= Mubarak Begum (tawaif) =

Indian courtesan (died 1878)

Mubarak Begum (Mahruttun Mubarak ul-Nissa Begum), (died 1878), was an Indian tawaif (courtesan) and thirteenth wife of David Ochterlony, the first British Resident to the Mughal court at Delhi.

==Life==
Born into a poor family, Mubarak Begum initially pursued a career as a dancing girl in Pune, before converting to Islam. Begum became a tawaif, and had several poetry soirees. Guests included renowned poet Mirza Ghalib. Sir David initially purchased her as a concubine and married her a few years later. Mubarak Begum is said to have held influence in her husband's court.
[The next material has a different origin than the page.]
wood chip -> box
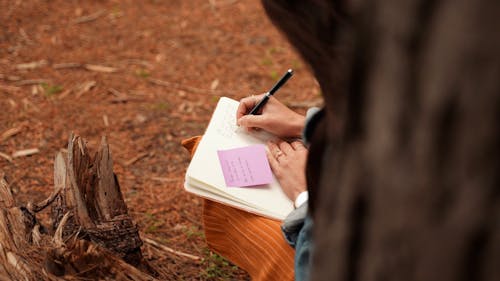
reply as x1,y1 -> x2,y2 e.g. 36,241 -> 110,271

Reportedly Ochterlony's favourite wife, she was the mother of his two youngest children, both daughters. She was known as "Generallee Begum". As such, she took precedence over the rest of the household.
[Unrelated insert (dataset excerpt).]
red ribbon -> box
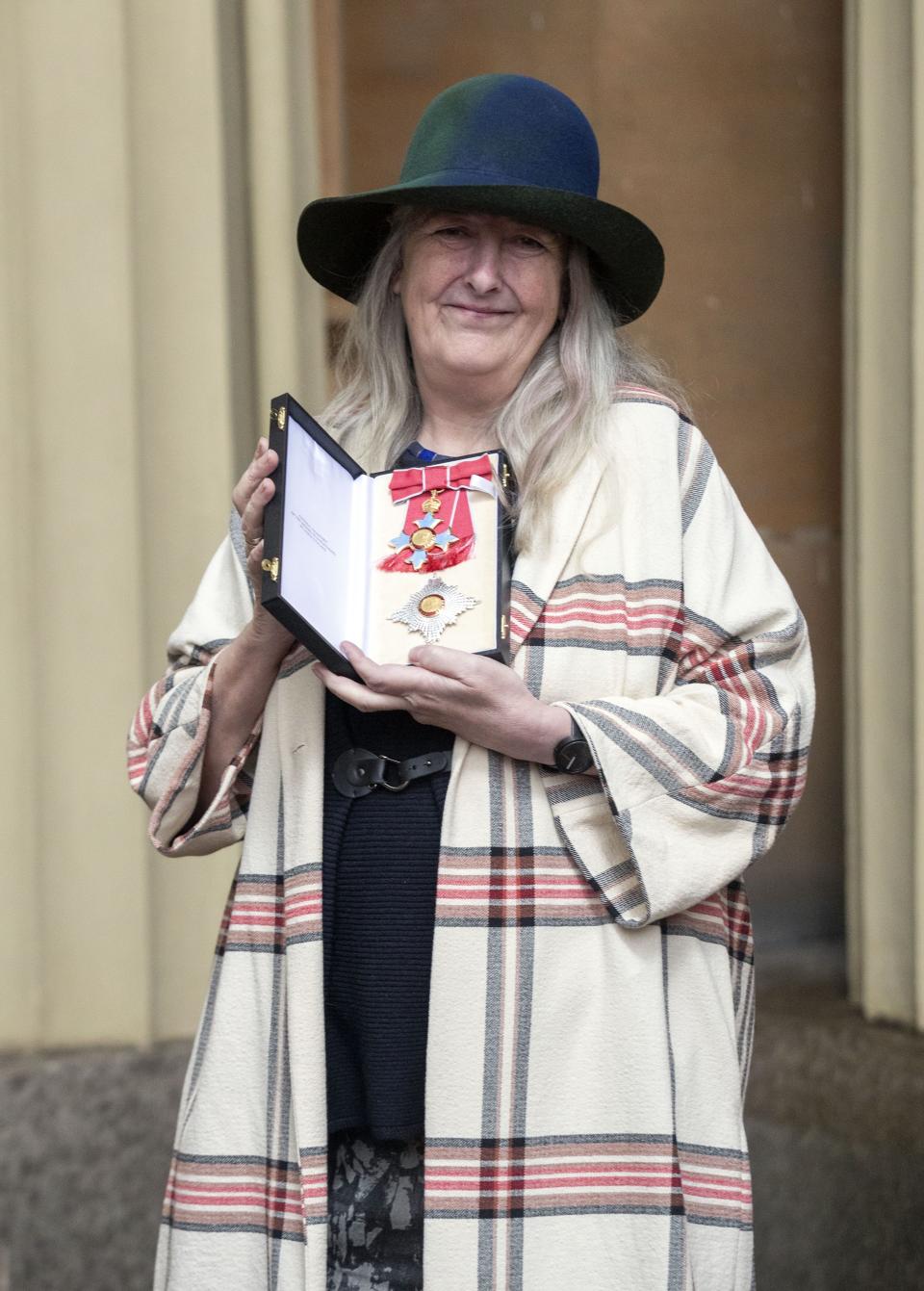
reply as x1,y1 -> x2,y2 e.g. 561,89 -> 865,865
379,453 -> 493,573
Begum was a devout Muslim, once applying for leave to make the hajj. She organized musical soirees at their home, maintaining the dignity and decorum of Indian mehfils of music. She also made perfume, and could make attar.

Because of her love for Urdu and Persian poetry, she was a regular participant in the mushairas held in the courtyard of Delhi College. Mughal prince Mirza Farhatullah Baig held a poetry symposium at her home.
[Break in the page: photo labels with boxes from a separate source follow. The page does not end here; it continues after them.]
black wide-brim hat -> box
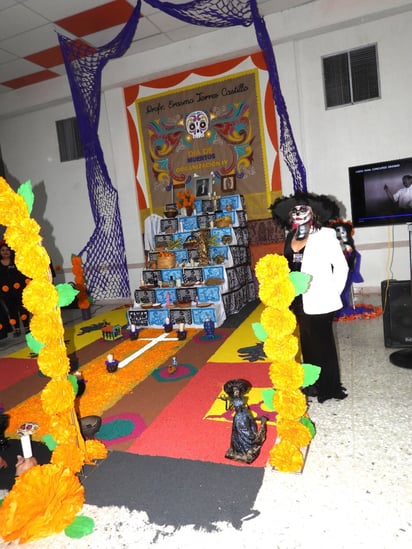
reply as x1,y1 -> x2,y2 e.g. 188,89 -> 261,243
270,191 -> 339,227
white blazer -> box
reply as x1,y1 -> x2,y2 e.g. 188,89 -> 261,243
301,227 -> 349,315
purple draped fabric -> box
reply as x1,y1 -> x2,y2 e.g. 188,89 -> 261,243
59,0 -> 307,299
Although much younger than Ochterlony, Begum was seen as the dominant personality in the marriage. This led one observer to remark that "making Sir David the Commissioner of Delhi was the same as making Generallee Begum". Another observer remarked, "Ochterlony's mistress is the mistress now of everyone within the walls". As a result of her influence, Ochterlony considered raising his children as Muslims, and when Begum's daughters had grown up, he adopted a child from the family of the Nawabs of Loharu, one of the leading Muslim families of Delhi. Raised by Mubarak, the girl married her cousin, a nephew of the famous Urdu poet Mirza Ghalib.

Begum to have set herself up as a power in her own right, and pursued an independent foreign policy. At one point, it was reported that "Mubarak Begum, alias Generalee Begum, fills the [Delhi] papers with accounts of the Nizars and Khiluts [gifts and dresses of honor] given and taken by her in her transactions with the Vacquils [ambassadors of the different Indian powers] - an extraordinary liberty, if true."

However, despite her power and status, Begum was widely unpopular among the British and the Mughals alike. She offended the British by calling herself "Lady Ochterlony" while also offending the Mughals by awarding herself the title "Qudsia Begum", a title previously reserved for the Emperor's mother. After Ochterlony's death, she inherited Mubarak Bagh, an Anglo-Mughal garden tomb Ochterlony had built in the north of Old Delhi. Her unpopularity combined with her background as a dancing girl ensured that no Mughal gentleman would use her structure. To this date, the tomb is still referred to by the local inhabitants of the old city as the "Randi ki Masjid".

==Masjid==
David Ochterlony built a mosque in her honour, informally known as Randi ki Masjid. After her death in 1878, the mosque was taken over by the British government. The mosque is one of the three mosques to be commissioned by women in medieval India.